Wie sähe eine Welt aus, in der Flüsse, Ber­ge oder Wälder zu Rechtspersonen erklärt werden? Weltweit sind bereits erste Schritte in diese Richtung erkenn­bar. Doch wäre die Idee, der Natur Rechte zuzuerkennen, um sie vor schädlichen Wirtschaftsinteressen zu schützen, auch eine Option für Europa und den deutschsprachigen Raum? Diesen und anderen hochaktuellen Fragen widmet sich das neue Buch von Matthias Kramm und seinem Autor*innen-Team.­­­­­­­­­­­

1972 entwickelte Rechtsprofessor Christopher Stone die visionäre Idee, der Natur Rechte zuzuerkennen. Seine Vorstellung wurde anfangs belächelt, hat sich aber seitdem weltweit mehr und mehr durchgesetzt, insbesondere durch die Forderungen indigener Völker nach Rechten für Mutter Natur. Seit ihrer Einführung in die ecuadorianische Verfassung im Jahre 2008 wurden Rechte der Natur unter anderem in Bolivien, Kanada, Kolumbien, Mexiko, Neuseeland und den USA anerkannt – zuletzt in Spanien zum Schutz einer Salzwasserlagune.
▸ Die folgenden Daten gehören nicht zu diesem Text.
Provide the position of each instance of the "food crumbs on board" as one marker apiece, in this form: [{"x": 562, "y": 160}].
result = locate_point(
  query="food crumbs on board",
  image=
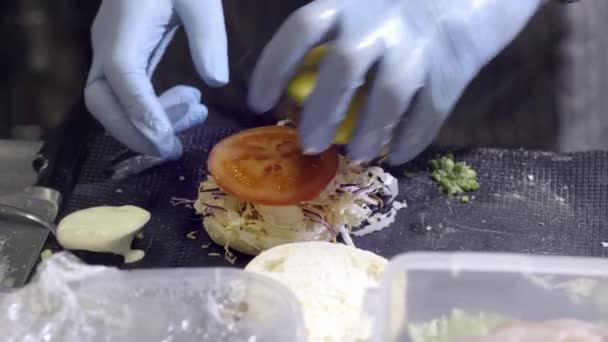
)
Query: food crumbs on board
[
  {"x": 453, "y": 178},
  {"x": 409, "y": 174},
  {"x": 45, "y": 254}
]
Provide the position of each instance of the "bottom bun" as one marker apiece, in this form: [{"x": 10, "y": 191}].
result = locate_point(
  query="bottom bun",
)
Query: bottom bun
[{"x": 252, "y": 243}]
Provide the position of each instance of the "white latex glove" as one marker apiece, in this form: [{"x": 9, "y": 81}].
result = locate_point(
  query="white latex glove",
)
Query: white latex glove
[
  {"x": 427, "y": 52},
  {"x": 129, "y": 38}
]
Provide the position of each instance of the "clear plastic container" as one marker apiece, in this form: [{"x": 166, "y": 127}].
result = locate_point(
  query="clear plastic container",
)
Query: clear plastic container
[
  {"x": 420, "y": 289},
  {"x": 71, "y": 302},
  {"x": 217, "y": 304}
]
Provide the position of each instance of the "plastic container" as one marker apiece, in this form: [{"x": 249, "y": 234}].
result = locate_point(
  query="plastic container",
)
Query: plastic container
[
  {"x": 418, "y": 288},
  {"x": 71, "y": 302},
  {"x": 216, "y": 304}
]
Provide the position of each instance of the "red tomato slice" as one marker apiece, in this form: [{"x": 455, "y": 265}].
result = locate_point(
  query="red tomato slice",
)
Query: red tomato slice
[{"x": 266, "y": 166}]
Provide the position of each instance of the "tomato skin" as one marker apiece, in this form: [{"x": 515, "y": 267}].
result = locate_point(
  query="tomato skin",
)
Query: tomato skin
[{"x": 266, "y": 166}]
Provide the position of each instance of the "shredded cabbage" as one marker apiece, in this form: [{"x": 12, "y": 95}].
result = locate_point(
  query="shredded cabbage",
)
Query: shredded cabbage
[{"x": 351, "y": 199}]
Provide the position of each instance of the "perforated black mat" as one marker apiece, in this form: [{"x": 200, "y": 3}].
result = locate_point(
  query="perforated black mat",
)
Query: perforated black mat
[{"x": 529, "y": 202}]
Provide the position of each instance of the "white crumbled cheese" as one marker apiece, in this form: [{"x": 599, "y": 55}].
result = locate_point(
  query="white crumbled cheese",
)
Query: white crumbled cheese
[
  {"x": 380, "y": 221},
  {"x": 330, "y": 281}
]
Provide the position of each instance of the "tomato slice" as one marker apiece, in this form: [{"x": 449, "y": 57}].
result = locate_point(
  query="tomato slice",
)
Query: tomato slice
[{"x": 265, "y": 165}]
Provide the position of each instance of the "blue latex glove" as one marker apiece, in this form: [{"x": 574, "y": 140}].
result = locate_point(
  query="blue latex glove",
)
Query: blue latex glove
[
  {"x": 129, "y": 38},
  {"x": 427, "y": 52}
]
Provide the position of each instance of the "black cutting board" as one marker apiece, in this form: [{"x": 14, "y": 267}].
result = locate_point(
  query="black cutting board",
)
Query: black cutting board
[{"x": 529, "y": 202}]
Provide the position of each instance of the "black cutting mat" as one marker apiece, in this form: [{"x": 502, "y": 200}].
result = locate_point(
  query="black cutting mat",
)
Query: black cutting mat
[{"x": 530, "y": 202}]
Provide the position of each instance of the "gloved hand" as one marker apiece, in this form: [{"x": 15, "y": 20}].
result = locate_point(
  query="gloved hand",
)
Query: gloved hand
[
  {"x": 427, "y": 52},
  {"x": 129, "y": 38}
]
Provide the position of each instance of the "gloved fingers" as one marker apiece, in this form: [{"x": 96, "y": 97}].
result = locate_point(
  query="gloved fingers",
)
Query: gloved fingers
[
  {"x": 400, "y": 75},
  {"x": 342, "y": 71},
  {"x": 206, "y": 31},
  {"x": 125, "y": 71},
  {"x": 417, "y": 129},
  {"x": 279, "y": 60},
  {"x": 183, "y": 107},
  {"x": 104, "y": 106},
  {"x": 159, "y": 51},
  {"x": 185, "y": 115}
]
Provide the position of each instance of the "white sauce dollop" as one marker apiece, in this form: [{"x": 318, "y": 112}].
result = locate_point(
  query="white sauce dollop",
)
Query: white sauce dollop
[{"x": 104, "y": 229}]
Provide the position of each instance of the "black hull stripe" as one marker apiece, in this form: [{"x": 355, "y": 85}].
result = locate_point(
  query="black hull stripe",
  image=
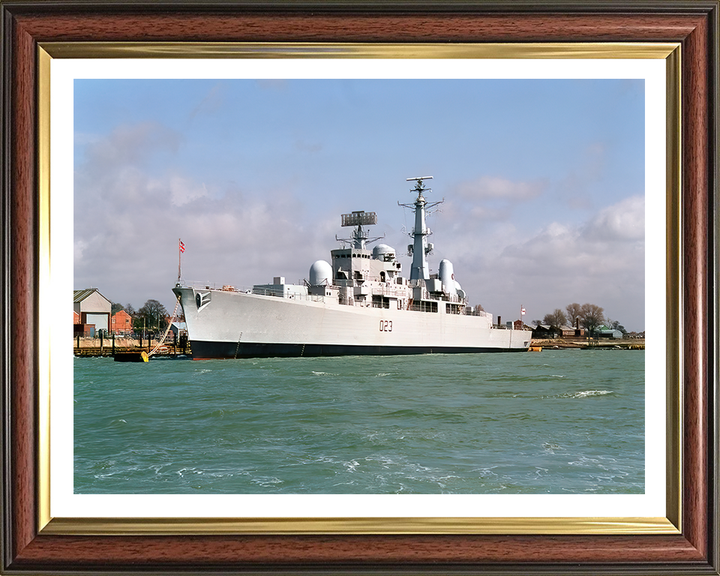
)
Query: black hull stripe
[{"x": 205, "y": 350}]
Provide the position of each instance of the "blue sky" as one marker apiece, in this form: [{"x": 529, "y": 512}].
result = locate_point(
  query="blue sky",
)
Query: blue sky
[{"x": 543, "y": 182}]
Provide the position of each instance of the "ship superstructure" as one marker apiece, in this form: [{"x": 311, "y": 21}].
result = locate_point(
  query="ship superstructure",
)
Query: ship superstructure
[{"x": 359, "y": 303}]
Im neuen Buch »Rechte für Flüsse, Berge und Wälder. Eine neue Perspektive für den Naturschutz?« (ET 02.11.2023) zeigt Herausgeber Matthias Kramm, wie die Idee der Naturrechte entstand und wie sie nach und nach an Fahrt aufnahm. Namhafte Autorinnen und Autoren aus verschiedenen wissenschaftlichen Disziplinen begeben sich darin auf eine Reise durch verschiedene Länder und Kontinente – etwa nach Ecuador, Bolivien und Neuseeland, die gewissermaßen Pioniere in Sachen Rechte der Natur geworden sind. Der Whanganui Fluss in Neuseeland zum Beispiel erhielt als einer der ersten den Status einer Rechtsperson, nachdem die Maori jahrzehntelang gegen die ökologische Belastung des Flusses gekämpft hatten.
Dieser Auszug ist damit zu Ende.